Off-White: NYC '80s art meets decrepit dorm
Virgil Abloh keeps on getting better. His latest show and collection was a truly impressive statement, mashing up 1980s New York street and gallery art – Jean-Michel Basquiat, Keith Haring, Andy Warhol and Futura - with college dorm-room, derelict dude style.
The American designer entitled the show Plastic, just like the see-through 45-record-sized, see-through invite, a clear reference to fashion’s newly discovered environmental consciousness.
Abloh certainly knows how to build a great set: creating a field of carnations – “to add a certain tranquility” – and raw compressed board bleacher seating underneath the soaring glass roof of the 19th century French market, Carreau du Temple.
His opening looks had a whole student, backpacking, hiking-out-west feel to them, though made in recycled plastic for spring 2020. Talk about concise image making – like the zipped rain-proof poncho done in see-through plastic with a chain mail pattern finished with sketches; or the nuclear power plant technician jump suits with a giant 'Off' on the back; or the shaggy abstract Sioux blanket-shawls worn over nylon track pants. All jazzed up with his signature four-arrow logo; and anchored by a new hiking boot that seems certain to be an immense commercial success.
For evening and after hours Abloh really hit his stride – jackets and suits and tops in huge jolts of graffiti abstraction; lower Manhattan street-art meeting Paris poise. All watched over by a diabolic high-tech statue by Futura. Those of us who lived through the halcyon explosion of art in the Lower East Side and Tribeca four decades could only look on in admiration. A show that climaxed with several men and with four women’s looks, all with Futura imagery, most notably Gigi Hadid in a graffiti ensemble, before the entire cast marched down the meadow of carnations.
“Futura 2000, Lenny McGurr, all his paintings from the '80s. It’s a school of artists doing shows in Downtown New York. Obviously, we’ve seen their trajectory be revered. But Futura was important to foundation of street-wear, before it was know to the masses,” argued Abloh.
And, quite right too.
“When it comes to plastic, the first step is understanding this unique property and how it can be recycled. Adding value by making it multiple-use. I went to a school in Madison Wisconsin, with huge environmental studies and course work. And, I would never have thought when I was a sophomore that that knowledge would be useful to my fashion design,” explained Virgil.
Backstage there was the usual post-show Off-White usual pandemonium of admirers, rappers, artists and fellow designers, notably Olivier Rousteing of Balmain.

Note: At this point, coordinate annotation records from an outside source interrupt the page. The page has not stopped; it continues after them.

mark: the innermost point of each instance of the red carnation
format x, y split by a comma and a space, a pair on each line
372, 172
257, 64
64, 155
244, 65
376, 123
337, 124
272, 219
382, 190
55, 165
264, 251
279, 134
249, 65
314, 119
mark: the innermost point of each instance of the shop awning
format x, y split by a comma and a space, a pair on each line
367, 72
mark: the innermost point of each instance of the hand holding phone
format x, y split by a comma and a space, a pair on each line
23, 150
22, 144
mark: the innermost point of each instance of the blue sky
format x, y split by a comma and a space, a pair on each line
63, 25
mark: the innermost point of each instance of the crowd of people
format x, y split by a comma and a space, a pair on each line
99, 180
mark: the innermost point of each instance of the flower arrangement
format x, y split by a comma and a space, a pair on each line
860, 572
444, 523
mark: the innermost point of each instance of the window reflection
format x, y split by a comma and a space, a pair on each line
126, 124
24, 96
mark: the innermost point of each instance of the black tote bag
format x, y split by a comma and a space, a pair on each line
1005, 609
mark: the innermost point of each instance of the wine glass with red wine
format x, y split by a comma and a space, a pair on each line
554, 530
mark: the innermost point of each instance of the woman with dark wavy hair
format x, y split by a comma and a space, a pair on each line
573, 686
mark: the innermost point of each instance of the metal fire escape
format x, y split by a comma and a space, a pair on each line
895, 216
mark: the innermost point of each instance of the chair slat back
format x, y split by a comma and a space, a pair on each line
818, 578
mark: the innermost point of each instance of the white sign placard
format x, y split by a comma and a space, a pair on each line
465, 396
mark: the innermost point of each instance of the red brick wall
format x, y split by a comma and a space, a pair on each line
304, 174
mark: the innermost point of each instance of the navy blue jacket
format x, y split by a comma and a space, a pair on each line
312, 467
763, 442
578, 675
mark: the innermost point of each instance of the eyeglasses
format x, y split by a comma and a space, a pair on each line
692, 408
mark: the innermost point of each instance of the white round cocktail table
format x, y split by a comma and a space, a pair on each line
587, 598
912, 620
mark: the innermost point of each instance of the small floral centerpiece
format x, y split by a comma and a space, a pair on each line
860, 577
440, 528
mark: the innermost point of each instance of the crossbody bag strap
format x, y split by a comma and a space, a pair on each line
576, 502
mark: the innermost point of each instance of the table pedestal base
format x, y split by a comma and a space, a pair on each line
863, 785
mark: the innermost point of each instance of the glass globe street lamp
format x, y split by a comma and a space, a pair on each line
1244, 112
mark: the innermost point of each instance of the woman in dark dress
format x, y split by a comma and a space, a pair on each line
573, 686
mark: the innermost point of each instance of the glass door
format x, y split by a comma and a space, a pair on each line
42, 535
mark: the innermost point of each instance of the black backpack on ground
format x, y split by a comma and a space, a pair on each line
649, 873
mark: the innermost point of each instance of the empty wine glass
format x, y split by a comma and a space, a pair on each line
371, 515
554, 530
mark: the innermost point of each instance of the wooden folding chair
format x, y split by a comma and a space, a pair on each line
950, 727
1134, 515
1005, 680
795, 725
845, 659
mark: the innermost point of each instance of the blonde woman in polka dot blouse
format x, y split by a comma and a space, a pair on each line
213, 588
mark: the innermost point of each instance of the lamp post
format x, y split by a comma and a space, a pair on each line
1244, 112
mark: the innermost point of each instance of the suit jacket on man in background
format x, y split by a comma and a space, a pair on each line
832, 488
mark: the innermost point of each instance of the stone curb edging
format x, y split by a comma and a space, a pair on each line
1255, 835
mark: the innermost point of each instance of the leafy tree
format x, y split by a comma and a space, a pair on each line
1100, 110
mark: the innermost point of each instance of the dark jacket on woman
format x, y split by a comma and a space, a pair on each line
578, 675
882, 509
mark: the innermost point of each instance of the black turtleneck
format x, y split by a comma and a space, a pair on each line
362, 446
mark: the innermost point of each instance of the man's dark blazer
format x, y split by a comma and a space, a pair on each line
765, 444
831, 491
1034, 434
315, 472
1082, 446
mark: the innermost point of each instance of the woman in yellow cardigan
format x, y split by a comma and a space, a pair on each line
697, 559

“I thought it was amazing. The thing about Virgil is that he knows his community; and he designs for all these young people who want to be creative. So when they actually buy something by Off-White they feel they are part of this great community. I think that’s what all designers try to do these days, but Virgil does it nearly better than nearly anyone,” said Rousteing, nodding towards several fans in Off-White sneakers with their telltale plastic fasteners.